Pixel aliasing problem usually appears in the lens-free on-chip microscopy systems10, 12, 41, 42, because the high NA and the large pixel-size of those systems cannot satisfy the Nyquist sampling criterion. Similarly, the pixel aliasing problem could also appear in the FPM platforms. As introduced in ref. 38, the spatial-sampling-ratio of FPM can be presented as \({R}_{cam}=\frac{\lambda }{N{A}_{obj}}\frac{Mag}{2{\rm{\Delta }}{x}_{cam}}\). Considering our REFPM setup (NA obj  = 0.4, Mag = 10, Δx cam  = 6.5 μm, λ = 633,525,435 nm in R/G/B channels respectively), the pixel aliasing problem would occur in the blue channel (R cam  = 1.22, 1.01, 0.84 in R/G/B channels respectively). Thus we adopt an upsampled FPM method to obtain the expected reconstruction resolution38. In the upsampled FPM, we assume that the actual pixel-size of the sensor is reduced by half to guarantee the Nyquist sampling criterion and those low-resolution images are captured when pixel binning is enabled (2 × 2 pixels are combined into one pixel). During the iterative updating procedure, pixel binning processes are complemented computationally to realistically simulate the pixel aliasing problem in the experimental REFPM platform. Since the upsampling strategy for FPM won’t reduce the recovery accuracy even if the spatial sampling criterion is satisfied38, we adopt this upsampling strategy in red and green channels too.
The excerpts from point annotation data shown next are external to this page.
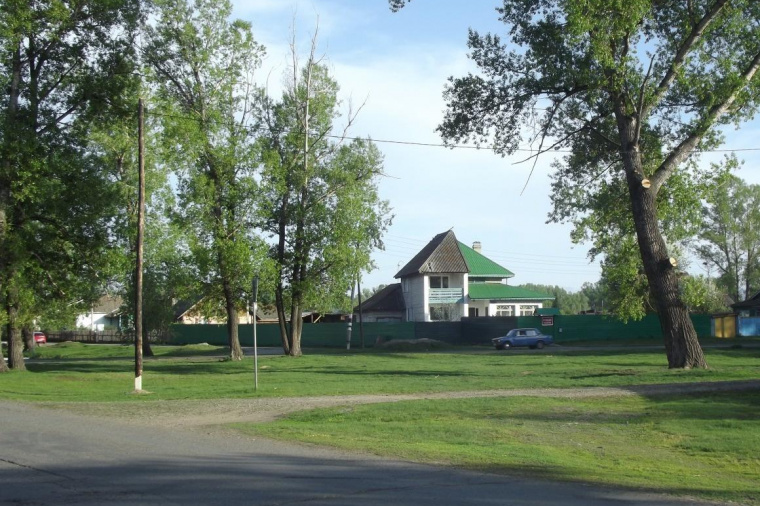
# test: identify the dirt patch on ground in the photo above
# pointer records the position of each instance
(199, 413)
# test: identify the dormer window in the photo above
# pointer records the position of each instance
(439, 281)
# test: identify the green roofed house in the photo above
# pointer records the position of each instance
(447, 280)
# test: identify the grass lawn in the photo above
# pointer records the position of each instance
(706, 447)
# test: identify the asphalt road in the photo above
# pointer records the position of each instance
(58, 458)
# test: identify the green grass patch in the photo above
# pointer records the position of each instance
(706, 446)
(76, 372)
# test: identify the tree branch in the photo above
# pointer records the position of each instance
(687, 45)
(684, 149)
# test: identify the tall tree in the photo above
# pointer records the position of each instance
(63, 67)
(203, 66)
(633, 90)
(320, 199)
(730, 235)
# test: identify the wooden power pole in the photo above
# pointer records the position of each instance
(139, 245)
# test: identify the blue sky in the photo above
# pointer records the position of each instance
(399, 63)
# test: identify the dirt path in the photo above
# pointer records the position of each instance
(199, 413)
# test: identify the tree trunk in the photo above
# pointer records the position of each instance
(681, 344)
(3, 365)
(282, 324)
(236, 352)
(12, 332)
(147, 350)
(296, 325)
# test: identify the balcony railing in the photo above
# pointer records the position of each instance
(446, 295)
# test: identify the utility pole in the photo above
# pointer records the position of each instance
(254, 304)
(361, 316)
(139, 245)
(350, 317)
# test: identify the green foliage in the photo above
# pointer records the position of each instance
(66, 69)
(202, 66)
(632, 89)
(319, 198)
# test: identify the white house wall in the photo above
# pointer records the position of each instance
(417, 294)
(92, 321)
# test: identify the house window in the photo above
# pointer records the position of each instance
(443, 313)
(439, 281)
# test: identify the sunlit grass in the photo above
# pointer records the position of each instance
(77, 372)
(706, 446)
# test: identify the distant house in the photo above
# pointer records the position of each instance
(189, 313)
(447, 280)
(104, 314)
(749, 307)
(387, 305)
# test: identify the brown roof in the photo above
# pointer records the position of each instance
(390, 298)
(441, 254)
(107, 304)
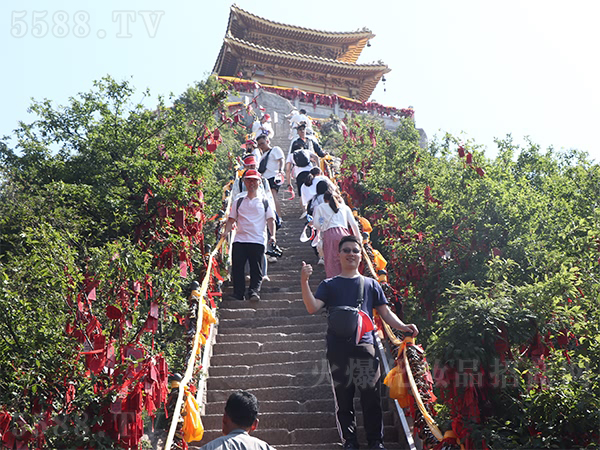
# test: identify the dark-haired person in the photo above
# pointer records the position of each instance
(332, 219)
(310, 149)
(296, 118)
(274, 167)
(251, 213)
(315, 185)
(239, 420)
(353, 364)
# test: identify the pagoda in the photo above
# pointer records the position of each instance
(289, 56)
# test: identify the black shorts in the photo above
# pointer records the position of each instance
(273, 185)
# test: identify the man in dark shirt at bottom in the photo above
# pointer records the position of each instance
(353, 364)
(239, 420)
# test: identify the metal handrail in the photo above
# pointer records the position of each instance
(192, 361)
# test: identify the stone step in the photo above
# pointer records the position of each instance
(293, 393)
(309, 406)
(291, 368)
(226, 348)
(269, 337)
(252, 382)
(268, 300)
(240, 313)
(304, 436)
(318, 327)
(266, 358)
(290, 420)
(259, 322)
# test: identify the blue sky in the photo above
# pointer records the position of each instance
(479, 69)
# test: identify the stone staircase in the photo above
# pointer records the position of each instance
(276, 350)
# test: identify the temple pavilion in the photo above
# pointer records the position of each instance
(289, 56)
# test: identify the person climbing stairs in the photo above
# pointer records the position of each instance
(276, 350)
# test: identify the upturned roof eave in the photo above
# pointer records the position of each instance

LED positional misalignment correction

As shown in the Fig. 5(a), the R/G/B radiation-emitting semiconductors in one LED are separated with each other at hundreds of micrometers. This little positional uncertainty could significantly affect the recovery accuracy. Therefore, we implement the LED positional misalignment correction method based on simulated annealing and non-linear regression algorithms37 for 15 iterations to adjust the positioning errors of all the LED elements. Since the LED array is fixed under the condenser tightly in our REFPM platform, the positional calibration process would be performed only once using the USAF resolution target. Afterwards, the high-resolution images of other samples, such as human blood cell smear, could be reconstructed precisely with no more extra positional correction procedure. Note that the upsampling strategy need to be used in the positional correction process to make sure the positions of the blue LED elements are adjusted accurately. However, the adaptive step-size strategy should not be used in this correction process because if the positional misalignment has not been corrected completely, the decrease of the updating step-size would interfere the positional correction accuracy and result in residual positioning errors. So, in the positional misalignment correction process, we adopt fixed updating step-size α = 1, \(\beta =\frac{1}{16}\).

Computation platform used for REFPM

Our reconstructions are performed using MATLAB (Version R2015b, MathWorks, Natick, Massachusetts) on a laptop computer equipped with a 2.60 GHz central processing unit (Intel Core i5-3320M) and 8 GB of random-access memory. In the reconstruction, we divided each full-FOV raw image (2560 × 2160 pixels) into 12 × 10 sub-regions (360 × 360 pixels each), with a 160-pixel overlap on each side of neighboring sub-regions. Each set of images was then processed by the algorithm described above to create a high-resolution reconstruction having both intensity and phase (3600 × 3600 pixels). Finally, all high-resolution reconstructions were combined using the alpha-blending stitching method13 to create the full-FOV high-resolution reconstruction. For each 360 × 360 pixels sub-region with an upsampling factor of 10, the processing time of our iterative recovery routine takes ~30 s. The total processing time for the full FOV was nearly 1 h, which could be further reduced by investigating the use of GPU acceleration for our algorithm.